Besides SQuIRE, other tools reports the expression estimates of TEs at genomic instance level [146
] by L1EM tool [146
] that has been developed to quantify the expression of autonomously transcribed L1 elements at locus level. As reported by L1EM analysis, full-length L1 loci of the L1Hs subfamily are highly expressed in stem and cancer cells, while being less expressed in differentiated tissue samples.
Bioinformatics analyses in TE-centric studies may not be limited to the expression of TEs instances. As we reviewed, TEs influence the transcription of coding and non-coding RNAs in several ways [36
]. Jang et al. characterized the landscape of TE onco-exaptation across RNA-seq data from TCGA tumors and normal samples, which they reanalyzed using a pipeline for transcript assembly and integrated with data from the FANTOM5 consortium for the annotation of TE-derived transcription start sites [116
]. This analysis revealed the prevalence of TE usage as novel regulatory sequences in cancer and its importance for oncogene activation and tumorigenesis. In this context, a recent tool, LIONS [147
], is specifically designed to detect and quantify transcripts initiated from within TEs. This tool is able to estimate expression levels of both TEs and exons, and to compute a specific metric to discern TE-initiation from TE-exonization events based on read coverage. Finally, if more than one experimental group is being processed, LIONS performs a differential analysis between them.

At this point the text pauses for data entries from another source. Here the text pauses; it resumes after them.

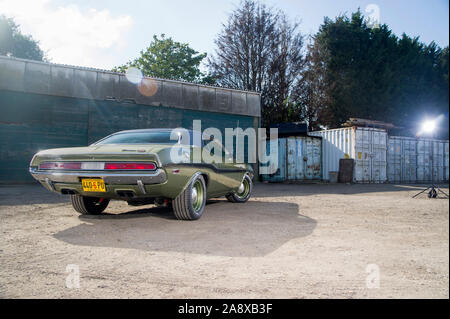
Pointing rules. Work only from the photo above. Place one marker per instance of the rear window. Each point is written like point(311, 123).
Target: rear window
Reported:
point(142, 138)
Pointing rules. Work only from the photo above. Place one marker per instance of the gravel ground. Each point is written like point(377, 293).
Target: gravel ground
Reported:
point(288, 241)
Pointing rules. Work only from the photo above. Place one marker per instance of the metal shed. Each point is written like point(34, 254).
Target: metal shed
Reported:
point(380, 158)
point(299, 159)
point(367, 146)
point(46, 105)
point(417, 160)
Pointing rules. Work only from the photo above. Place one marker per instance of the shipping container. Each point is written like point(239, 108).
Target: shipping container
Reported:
point(417, 160)
point(298, 159)
point(45, 105)
point(402, 159)
point(367, 146)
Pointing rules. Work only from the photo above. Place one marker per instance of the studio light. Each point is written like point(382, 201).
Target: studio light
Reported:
point(428, 126)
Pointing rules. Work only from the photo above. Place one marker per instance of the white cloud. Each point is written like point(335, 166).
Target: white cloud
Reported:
point(69, 34)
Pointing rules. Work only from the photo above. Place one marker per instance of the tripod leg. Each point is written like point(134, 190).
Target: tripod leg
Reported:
point(440, 190)
point(421, 192)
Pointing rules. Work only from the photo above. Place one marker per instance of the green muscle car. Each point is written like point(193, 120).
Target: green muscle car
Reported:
point(143, 167)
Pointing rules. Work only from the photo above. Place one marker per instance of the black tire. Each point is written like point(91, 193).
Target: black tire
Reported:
point(244, 195)
point(89, 205)
point(188, 206)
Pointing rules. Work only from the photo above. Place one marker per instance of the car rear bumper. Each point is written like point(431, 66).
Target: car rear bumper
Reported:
point(156, 177)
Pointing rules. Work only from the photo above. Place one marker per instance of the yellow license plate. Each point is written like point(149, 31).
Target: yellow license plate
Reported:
point(93, 185)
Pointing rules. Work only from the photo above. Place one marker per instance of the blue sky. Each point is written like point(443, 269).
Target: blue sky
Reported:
point(106, 33)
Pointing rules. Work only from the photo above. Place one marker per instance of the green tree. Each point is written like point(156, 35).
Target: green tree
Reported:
point(260, 49)
point(14, 43)
point(166, 58)
point(360, 71)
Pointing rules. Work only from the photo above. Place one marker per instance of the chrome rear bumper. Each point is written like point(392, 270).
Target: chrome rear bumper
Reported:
point(156, 177)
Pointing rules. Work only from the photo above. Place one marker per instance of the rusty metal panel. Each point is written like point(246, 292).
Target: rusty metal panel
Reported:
point(207, 97)
point(223, 101)
point(69, 81)
point(278, 165)
point(367, 146)
point(37, 78)
point(336, 144)
point(424, 159)
point(253, 104)
point(127, 90)
point(402, 159)
point(409, 160)
point(438, 161)
point(190, 96)
point(12, 75)
point(84, 84)
point(172, 94)
point(239, 102)
point(107, 86)
point(61, 81)
point(395, 160)
point(312, 156)
point(446, 160)
point(149, 92)
point(378, 156)
point(295, 169)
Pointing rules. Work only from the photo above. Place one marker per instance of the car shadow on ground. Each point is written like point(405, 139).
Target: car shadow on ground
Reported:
point(253, 229)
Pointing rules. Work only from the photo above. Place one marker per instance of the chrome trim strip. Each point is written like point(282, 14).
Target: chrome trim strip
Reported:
point(141, 187)
point(156, 177)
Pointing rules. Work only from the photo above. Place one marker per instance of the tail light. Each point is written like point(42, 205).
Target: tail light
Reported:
point(130, 166)
point(150, 166)
point(60, 165)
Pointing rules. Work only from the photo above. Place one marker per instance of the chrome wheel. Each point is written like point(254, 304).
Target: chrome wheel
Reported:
point(197, 195)
point(244, 189)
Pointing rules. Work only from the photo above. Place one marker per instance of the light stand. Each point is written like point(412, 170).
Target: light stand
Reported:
point(434, 190)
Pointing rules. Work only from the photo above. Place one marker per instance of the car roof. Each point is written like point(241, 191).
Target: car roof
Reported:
point(151, 130)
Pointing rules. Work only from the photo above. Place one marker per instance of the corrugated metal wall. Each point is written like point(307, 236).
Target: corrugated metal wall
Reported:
point(412, 160)
point(380, 158)
point(367, 146)
point(299, 159)
point(47, 106)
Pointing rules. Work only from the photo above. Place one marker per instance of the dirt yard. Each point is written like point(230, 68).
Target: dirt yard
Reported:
point(288, 241)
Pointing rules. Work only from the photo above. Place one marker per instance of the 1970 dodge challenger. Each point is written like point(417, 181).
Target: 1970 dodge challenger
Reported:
point(138, 166)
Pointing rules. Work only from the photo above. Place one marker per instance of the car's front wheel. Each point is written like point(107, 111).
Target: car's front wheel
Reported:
point(189, 205)
point(89, 205)
point(243, 193)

Alternative approaches for an accurate quantification of TEs expression could also use data generated by new technologies, although less available than RNA-seq. For example, Deininger et al. developed a pipeline based on RNA-seq and 5′ RACE coupled with PACbio sequencing of 1200 base pair-long reads to estimate the expression of L1 RNAs expressed as independent transcriptional units [159
]. In particular, they show that a large part of the total expression of full-length L1 elements derives by the transcription of a relatively small number of L1 loci. Indeed, this method anticipates the potential of long read sequencing in identifying the TEs contributing to the majority of expression and new insertions in several cancer conditions. Indeed, recent advancements on long-read sequencing, that obtain and map tens of thousands of base-pair long reads, should allow to identify the TEs expressed and contributing to new insertions in cancer conditions, and may signal a new era for the analysis of TEs in transcription regulation, other than for genomics as a whole [160
Despite the limitations of NGS technologies for studying interspersed repetitive elements, recent efforts in bioinformatic research have undoubtedly reached the goal of increasing the level of confidence by which the expression levels of such elements are estimated, and enabled the discovery of several transcriptional regulatory networks in which they are involved in physiological and pathological conditions. Nonetheless, further efforts are still required to improve bioinformatic practices and increase the awareness of the biological relevance of the once called “junk DNA”.